Kâhta’yı yakinen bilirsiniz.
Güneydoğu’da tarih ve medeniyetin en yoğun yaşandığı, farklı kültürlerin beraber imtizaç ettiği önemli bir merkez…
Tabi ki farklı kavimlerin, farklı ve muhtelif ırkların asırlarca bir arada yaşadığı kutlu ve de mübarek bir diyar.
Hem dinî, hem de tarihi geçmişiyle yerel ve ulusal birçok zümrenin dikkatini çekmiştir.
Hâlâ da çekiyor.
Yapılan arkeolojik çalışmalar ve teknik veriler burada saklı kalan medeniyet hazinelerini gün ışığına çıkarıyor.
Ama bana göre en önemli özelliklerinden biri Kâhta’da asırlarca Kürtlerin, Ermenilerin, Süryanilerin bir arada huzur ve sükûnet içinde yaşamaları…
Evet, evet… Kâhta, Kürtlerin yoğun yaşadığı merkez olmasına rağmen birçok Ermeni ve Süryani aileyi de barındırıyor.
Hatta geçen sene Mardin’de katıldığım bir sempozyumda tanıştığım Deyrulzafaran Manastırı Süryani Rahibi Gabriel Akyüz bana; ‘Kâhta’da birçok ailenin Süryani olduğunu ve bunlarla irtibat içinde olduklarını’ belirtmişti.
Tecrit döneminde ise mevcut Ermenilerle birlikte birçok Ermeni’nin Kâhta’ya iltica ettikleri de bir gerçek…
Kâhta merkezinde olduğu gibi birçok köyde de Ermeniler, Kürtlerle huzur içinde yaşıyor.
Osmanlı döneminde Ermenilere ‘millet-i sadıka’ yani sadık millet dedikleri de bir realite olmasına rağmen nedense tecrit döneminden sonra bunlara ‘dönme’ adı verildi.
Küçükken yolda gördüğümüz Ermenilere; ‘Bunlar dönmedir, dönme’ derlerdi.
Bir bakıma ‘ötekileştirilirdi.’
Dönme sözcüğü farklı bir dine mensupken İslam’ı tercih ederek İslamî esaslara göre yaşayanlara verilen admış.
Yani Ermenilere ve Süryanilere İslam’a girdikleri için ‘dönme’ denmiş.
Buna rağmen ‘dönme’ sözcüğüne farklı bir mana yükleniyor.
2016’da bile.
Geçen bir mecliste sohbet ederken birisi heyecanlı ve gür sesiyle; ‘Bahsettiğiniz adam dönmedir, dönme!’ diyerek bir bakıma aşağılıyor.
Bir insanın Ermeni veya Süryani olması tercih meselesi değil ki onları hem kavmi ile hem de sonradan Müslüman olmalarıyla töhmet altında bırakalım.
İnsan bir dinden dönemez mi?
İslam, evrensel bir din değil mi ki muhataplarımızı ötekileştiriyoruz?
Ya da kardeşlik hukuku nerede?
İslam’dan önce Ömer’le, İslam’dan sonra Hz.
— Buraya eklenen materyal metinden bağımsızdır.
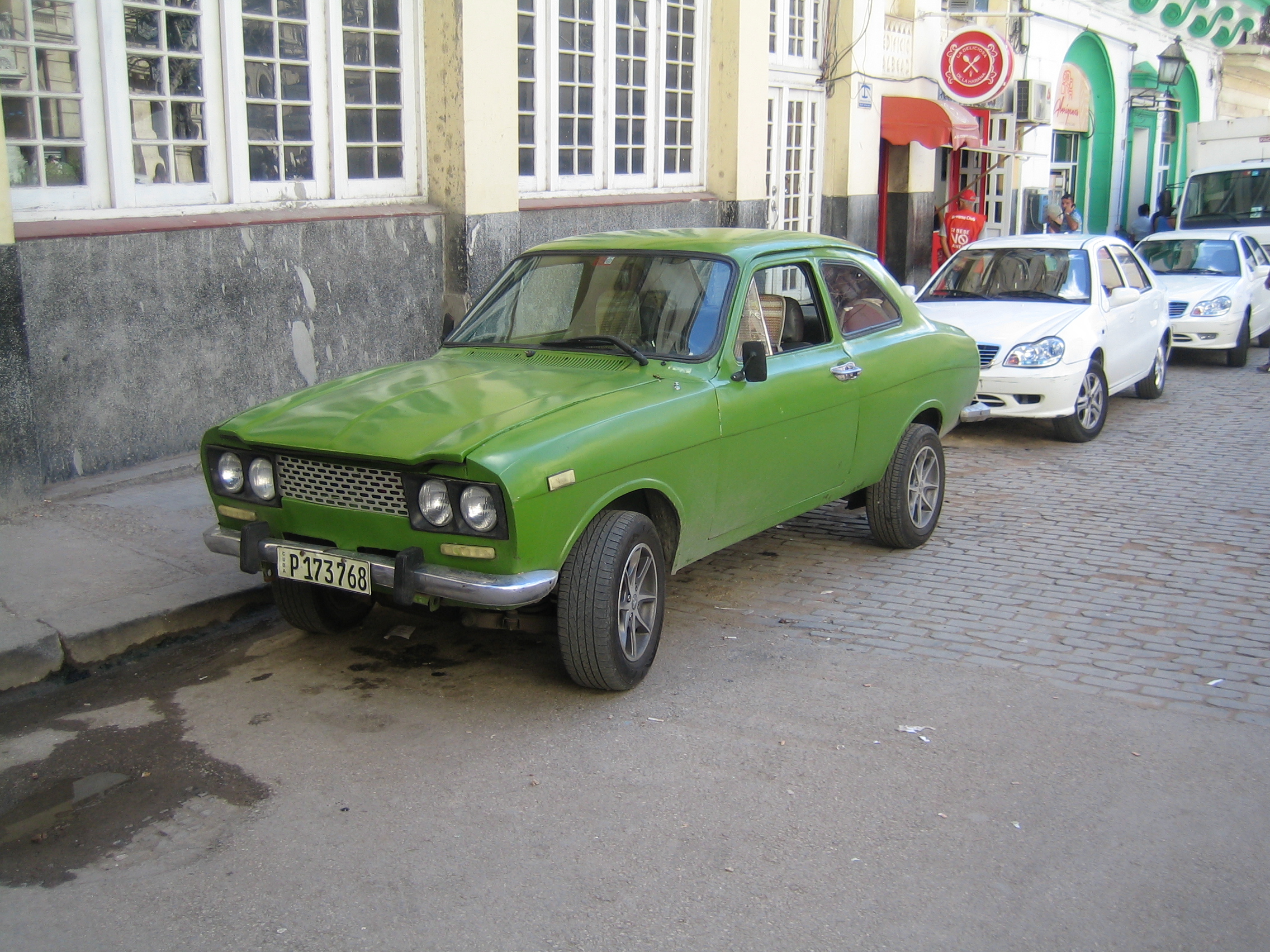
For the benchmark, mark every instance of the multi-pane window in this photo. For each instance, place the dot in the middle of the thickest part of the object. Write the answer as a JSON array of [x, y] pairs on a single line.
[[526, 69], [42, 106], [165, 91], [372, 88], [609, 93], [681, 31], [577, 88], [794, 185], [278, 98], [632, 87]]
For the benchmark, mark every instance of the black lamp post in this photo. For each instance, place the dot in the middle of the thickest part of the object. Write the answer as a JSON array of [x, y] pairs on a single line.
[[1173, 61]]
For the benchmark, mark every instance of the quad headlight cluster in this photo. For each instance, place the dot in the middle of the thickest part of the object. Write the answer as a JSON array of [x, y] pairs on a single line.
[[1043, 353], [455, 506], [1212, 309], [253, 482]]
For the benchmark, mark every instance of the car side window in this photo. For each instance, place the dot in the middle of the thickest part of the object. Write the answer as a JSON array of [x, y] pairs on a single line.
[[859, 304], [783, 310], [1253, 253], [1131, 268], [1109, 276]]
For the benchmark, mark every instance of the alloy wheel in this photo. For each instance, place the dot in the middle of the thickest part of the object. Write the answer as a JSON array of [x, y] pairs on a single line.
[[1090, 402], [923, 488], [637, 602]]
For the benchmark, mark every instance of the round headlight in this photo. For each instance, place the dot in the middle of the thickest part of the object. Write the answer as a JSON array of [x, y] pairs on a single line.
[[229, 473], [478, 507], [435, 503], [259, 474]]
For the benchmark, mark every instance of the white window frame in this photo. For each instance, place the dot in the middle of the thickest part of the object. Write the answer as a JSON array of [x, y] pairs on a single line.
[[811, 153], [108, 173], [785, 13], [547, 179]]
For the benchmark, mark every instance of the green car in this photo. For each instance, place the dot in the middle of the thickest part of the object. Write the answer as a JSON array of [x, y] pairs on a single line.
[[614, 409]]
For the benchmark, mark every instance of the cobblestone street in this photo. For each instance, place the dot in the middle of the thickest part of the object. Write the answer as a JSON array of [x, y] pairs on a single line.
[[1133, 567]]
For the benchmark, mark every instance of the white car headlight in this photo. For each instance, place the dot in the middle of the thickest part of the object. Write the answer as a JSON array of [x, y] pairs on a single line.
[[229, 473], [1042, 353], [435, 503], [1212, 309], [478, 508], [259, 474]]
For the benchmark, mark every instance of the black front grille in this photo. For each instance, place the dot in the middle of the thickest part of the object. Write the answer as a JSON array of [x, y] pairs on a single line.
[[344, 485]]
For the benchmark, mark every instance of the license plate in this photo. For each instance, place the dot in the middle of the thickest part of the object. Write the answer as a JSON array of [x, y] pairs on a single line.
[[320, 569]]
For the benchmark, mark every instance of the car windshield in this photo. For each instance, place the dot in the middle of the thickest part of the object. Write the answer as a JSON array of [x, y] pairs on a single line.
[[1221, 198], [1015, 274], [657, 305], [1192, 257]]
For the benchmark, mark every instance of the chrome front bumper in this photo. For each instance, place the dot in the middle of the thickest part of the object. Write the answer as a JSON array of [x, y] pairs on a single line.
[[458, 584], [976, 412]]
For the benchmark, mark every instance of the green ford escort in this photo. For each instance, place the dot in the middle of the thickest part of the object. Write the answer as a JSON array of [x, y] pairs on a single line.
[[615, 408]]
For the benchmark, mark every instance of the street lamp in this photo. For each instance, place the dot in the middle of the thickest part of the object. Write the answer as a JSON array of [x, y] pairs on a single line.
[[1173, 61]]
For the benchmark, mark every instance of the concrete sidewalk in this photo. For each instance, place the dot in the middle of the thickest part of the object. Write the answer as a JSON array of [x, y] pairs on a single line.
[[110, 563]]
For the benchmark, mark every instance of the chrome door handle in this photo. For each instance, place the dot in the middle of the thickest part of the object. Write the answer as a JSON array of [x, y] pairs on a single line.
[[846, 371]]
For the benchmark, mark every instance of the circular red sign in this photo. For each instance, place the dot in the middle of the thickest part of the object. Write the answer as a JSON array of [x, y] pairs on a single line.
[[976, 65]]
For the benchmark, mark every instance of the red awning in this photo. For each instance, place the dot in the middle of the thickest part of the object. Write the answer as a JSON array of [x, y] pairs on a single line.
[[931, 122]]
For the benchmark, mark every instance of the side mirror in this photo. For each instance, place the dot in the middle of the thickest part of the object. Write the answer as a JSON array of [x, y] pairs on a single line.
[[1119, 297], [754, 362]]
Ömer (R.A) bir midir?
Allah Resulü’nün (ASM) ona karşı duruşunu hiç mi okumadınız?
Durun, daha can alıcı bir soru sorayım.
‘Dönmedir, dönme!’ diyerek hakaret ettiğiniz insanların çoğu Hz. İsa (A.S)’ya gönderilen semavî ve tek ilahlı din olan ama sonra da tahrif edilen Hristiyanlık’a inanıyorlardı.
Peki ya siz?
Siz Mecusî idiniz, ateşe tapıyordunuz, ateşperesttiniz!
Neyse ki İslam imdadınıza yetişti, ta ki hakikî yola sülûk ettiniz ve de ‘döndünüz.’
Yani siz de dönmesiniz, dönmelerin başını çekiyorsunuz.
Şükredin ki, Cehennem ateşinden, Cennet nuruna döndünüz.
Tabi ki samimiyetini yitirmeyenler!
‘Dönmedir, dönme’ diyerek Kuranî mesajlara aykırı davranmayanlar!